Pernyataan seksis dan misoginis pun diberi ruang. Kita tentu familier dengan pernyataan politisi di media yang menyudutkan perempuan. Misalnya:
“Enggak wajar kalau perempuan enggak bisa masak.”
“Banyak koruptor yang masuk penjara karena tuntutan istrinya.”
Jujur sebagai lelaki, pernyataan ini membuat saya atau mungkin kamu, terdiam. Sensitivitas gender saya mulai memberi respons: Sepertinya ada yang salah dalam pemberitaan itu.

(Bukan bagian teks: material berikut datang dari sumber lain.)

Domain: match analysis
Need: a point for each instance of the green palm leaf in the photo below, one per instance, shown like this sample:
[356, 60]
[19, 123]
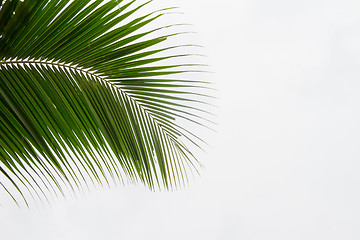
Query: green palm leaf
[86, 96]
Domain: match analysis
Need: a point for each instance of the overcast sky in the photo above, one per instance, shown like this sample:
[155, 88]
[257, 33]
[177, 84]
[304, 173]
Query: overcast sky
[285, 161]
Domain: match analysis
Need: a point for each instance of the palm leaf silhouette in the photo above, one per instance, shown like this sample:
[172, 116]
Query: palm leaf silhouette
[86, 96]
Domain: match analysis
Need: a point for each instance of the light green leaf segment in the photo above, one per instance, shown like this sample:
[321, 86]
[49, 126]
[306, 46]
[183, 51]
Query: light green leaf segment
[85, 98]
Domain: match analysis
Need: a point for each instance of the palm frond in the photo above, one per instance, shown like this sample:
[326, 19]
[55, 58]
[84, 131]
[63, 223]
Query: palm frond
[86, 97]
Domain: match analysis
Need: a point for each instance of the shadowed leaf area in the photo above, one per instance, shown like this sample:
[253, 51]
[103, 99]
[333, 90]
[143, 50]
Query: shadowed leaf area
[89, 95]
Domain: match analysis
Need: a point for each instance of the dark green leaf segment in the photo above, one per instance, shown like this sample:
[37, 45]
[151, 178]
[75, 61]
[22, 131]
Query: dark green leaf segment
[86, 98]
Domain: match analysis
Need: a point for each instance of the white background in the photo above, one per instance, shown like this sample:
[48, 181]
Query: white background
[285, 162]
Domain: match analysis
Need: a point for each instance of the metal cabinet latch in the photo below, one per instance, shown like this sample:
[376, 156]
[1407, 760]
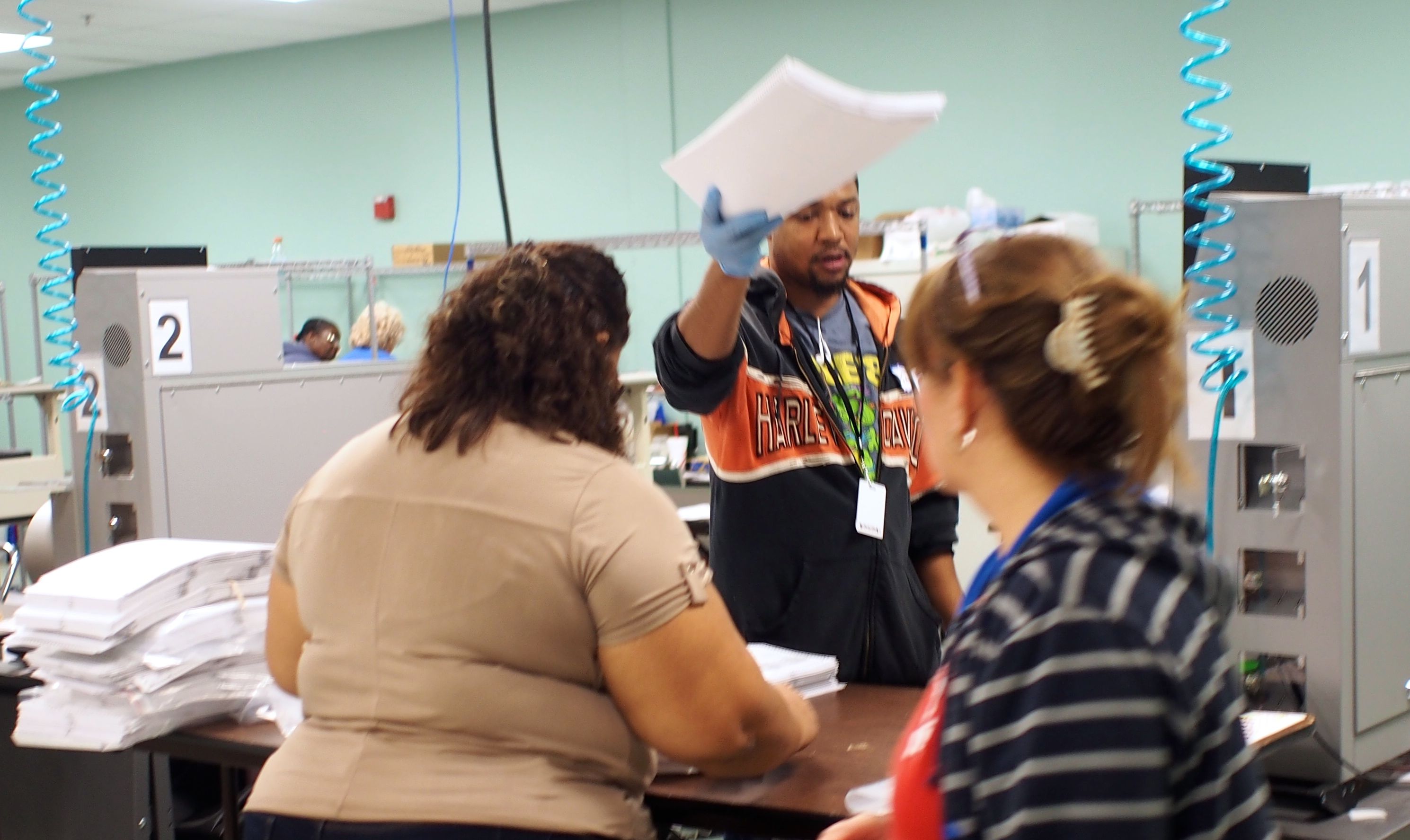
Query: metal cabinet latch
[1275, 484]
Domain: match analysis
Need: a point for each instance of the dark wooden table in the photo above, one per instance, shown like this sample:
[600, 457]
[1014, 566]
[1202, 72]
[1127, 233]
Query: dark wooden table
[859, 728]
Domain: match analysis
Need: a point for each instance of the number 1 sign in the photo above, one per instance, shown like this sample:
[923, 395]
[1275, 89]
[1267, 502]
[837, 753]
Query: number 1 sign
[168, 325]
[1364, 296]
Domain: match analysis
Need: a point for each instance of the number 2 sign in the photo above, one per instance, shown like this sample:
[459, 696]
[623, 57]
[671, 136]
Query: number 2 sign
[97, 399]
[168, 325]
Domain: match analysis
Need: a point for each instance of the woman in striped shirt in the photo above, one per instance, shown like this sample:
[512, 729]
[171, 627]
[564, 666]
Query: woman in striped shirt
[1086, 691]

Baca juga: Media Indonesia Krisis Pemberitaan Ramah Gender
Sensitivitas Gender
Bagi saya, sebelum bisa melihat perspektif dari lensa gender, kita perlu mengasah sensitivitas gender. Ini adalah hal mendasar yang mesti dipupuk dan ditumbuhkan. Analoginya begini. Dalam keseharian, termasuk saat mengonsumsi informasi, kerap kali kita dihadapkan pada informasi yang mengundang reaksi emosional. Dalam hitungan sepersekian detik, kita dapat merasakan apakah konten yang sedang ditonton atau baca, cukup menyenangkan, menjengkelkan, atau mengandung bawang. Seperti itu pula sensitivitas gender bekerja.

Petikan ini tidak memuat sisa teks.